Some may feel uncomfortable with an ad hoc solution like this. Keep in mind that a VaR measure is a practical tool. Our goal is not to develop some theoretically beautiful model for the complex dynamics of markets. All we require is a reasonable indication of market risk. The philosophy of science tells us to judge a model based on the usefulness of its predictions and not on the nature of its assumptions. If we can fix a VaR measure by simply scaling its output, then there is every reason to do so.

Of course, this solution only applies if a VaR measure is already sophisticated enough to capture relevant market dynamics. If a portfolio is exposed to vega risk or basis risk, and the VaR measure isn’t designed to capture these, no amount of scaling of that VaR measure’s output is going to solve the problem.
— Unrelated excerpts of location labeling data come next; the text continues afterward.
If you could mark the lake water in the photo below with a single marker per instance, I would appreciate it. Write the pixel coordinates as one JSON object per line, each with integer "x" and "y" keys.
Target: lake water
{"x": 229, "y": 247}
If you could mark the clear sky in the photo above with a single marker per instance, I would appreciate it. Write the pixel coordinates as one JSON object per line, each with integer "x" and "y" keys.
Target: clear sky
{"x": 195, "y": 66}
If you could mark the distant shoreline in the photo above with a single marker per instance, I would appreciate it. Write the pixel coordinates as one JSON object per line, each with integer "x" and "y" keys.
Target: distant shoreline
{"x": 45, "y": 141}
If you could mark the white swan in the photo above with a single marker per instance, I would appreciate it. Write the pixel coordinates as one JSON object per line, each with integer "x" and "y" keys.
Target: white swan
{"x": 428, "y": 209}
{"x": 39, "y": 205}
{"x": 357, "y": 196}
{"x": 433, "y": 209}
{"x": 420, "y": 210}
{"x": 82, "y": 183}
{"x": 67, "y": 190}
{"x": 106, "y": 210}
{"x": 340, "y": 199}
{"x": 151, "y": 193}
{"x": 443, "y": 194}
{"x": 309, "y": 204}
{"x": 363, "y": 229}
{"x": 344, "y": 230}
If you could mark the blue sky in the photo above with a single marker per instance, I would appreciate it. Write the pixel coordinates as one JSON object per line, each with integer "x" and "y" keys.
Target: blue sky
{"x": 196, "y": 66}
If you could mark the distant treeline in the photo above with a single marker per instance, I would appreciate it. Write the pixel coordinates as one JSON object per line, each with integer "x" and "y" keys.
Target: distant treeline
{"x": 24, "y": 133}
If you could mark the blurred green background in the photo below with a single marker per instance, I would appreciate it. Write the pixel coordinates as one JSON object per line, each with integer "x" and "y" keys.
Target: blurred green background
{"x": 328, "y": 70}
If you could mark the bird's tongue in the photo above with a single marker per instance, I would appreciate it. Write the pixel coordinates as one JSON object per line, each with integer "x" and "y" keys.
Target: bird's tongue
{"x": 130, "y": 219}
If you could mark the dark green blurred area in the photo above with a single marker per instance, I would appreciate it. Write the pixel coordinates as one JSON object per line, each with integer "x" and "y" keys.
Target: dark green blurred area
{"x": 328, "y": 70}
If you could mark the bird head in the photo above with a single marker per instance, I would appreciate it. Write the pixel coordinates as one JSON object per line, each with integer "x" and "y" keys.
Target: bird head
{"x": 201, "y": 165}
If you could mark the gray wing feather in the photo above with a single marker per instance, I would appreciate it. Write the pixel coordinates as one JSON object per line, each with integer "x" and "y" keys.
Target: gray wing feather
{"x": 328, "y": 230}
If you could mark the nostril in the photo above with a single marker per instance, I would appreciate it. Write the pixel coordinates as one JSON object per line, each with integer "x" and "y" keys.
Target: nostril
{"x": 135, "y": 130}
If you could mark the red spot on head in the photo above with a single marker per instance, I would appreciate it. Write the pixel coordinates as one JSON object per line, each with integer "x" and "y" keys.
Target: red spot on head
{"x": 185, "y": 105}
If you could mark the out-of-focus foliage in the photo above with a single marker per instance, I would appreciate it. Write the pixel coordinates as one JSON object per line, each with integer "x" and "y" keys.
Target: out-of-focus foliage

If a Monte Carlo VaR measure is so computationally intensive that there is only time for a sample of size 250 for each overnight VaR analysis, the standard error will be enormous. Scaling the output will not solve this problem. The computations need to be streamlined—perhaps with a holdings remapping and/or variance reduction—and the sample size increased.

Tweaking a poorly designed VaR measure is only going to produce another poorly designed VaR measure. If a VaR measure is fundamentally unsuited for the portfolio it is applied to, it needs to be fundamentally redesigned.

Some shortcomings of VaR measures must be lived with. The standard UWMA and EWMA techniques for modeling covariance matrices do not address market heteroskedasticity well. As we indicated in Chapter 7, there are currently no good solutions to this problem. Today’s VaR measures are slow in responding to rising market volatility. During such periods, they tend to experience clustered exceedances. Similarly, when volatilities decline, they again lag, and may experience few or no exceedances. These phenomena may cause a VaR measure to fail an independence test. There is little that can be done about the problem.

Failure of a dirty test and not the corresponding clean test is an indication of a Type C model application problem.

###### 14.7.6 Backtesting Other PMMRs

This chapter, like the literature, has focused on backtesting of VaR measures. If you employ some other PMMR, coverage and exceedance independence tests will not apply, but it may be possible to develop tests analogous to those tests for your particular PMMR. Our recommended standard distribution and independence tests are not limited to value-at-risk. They can be applied with most PMMRs.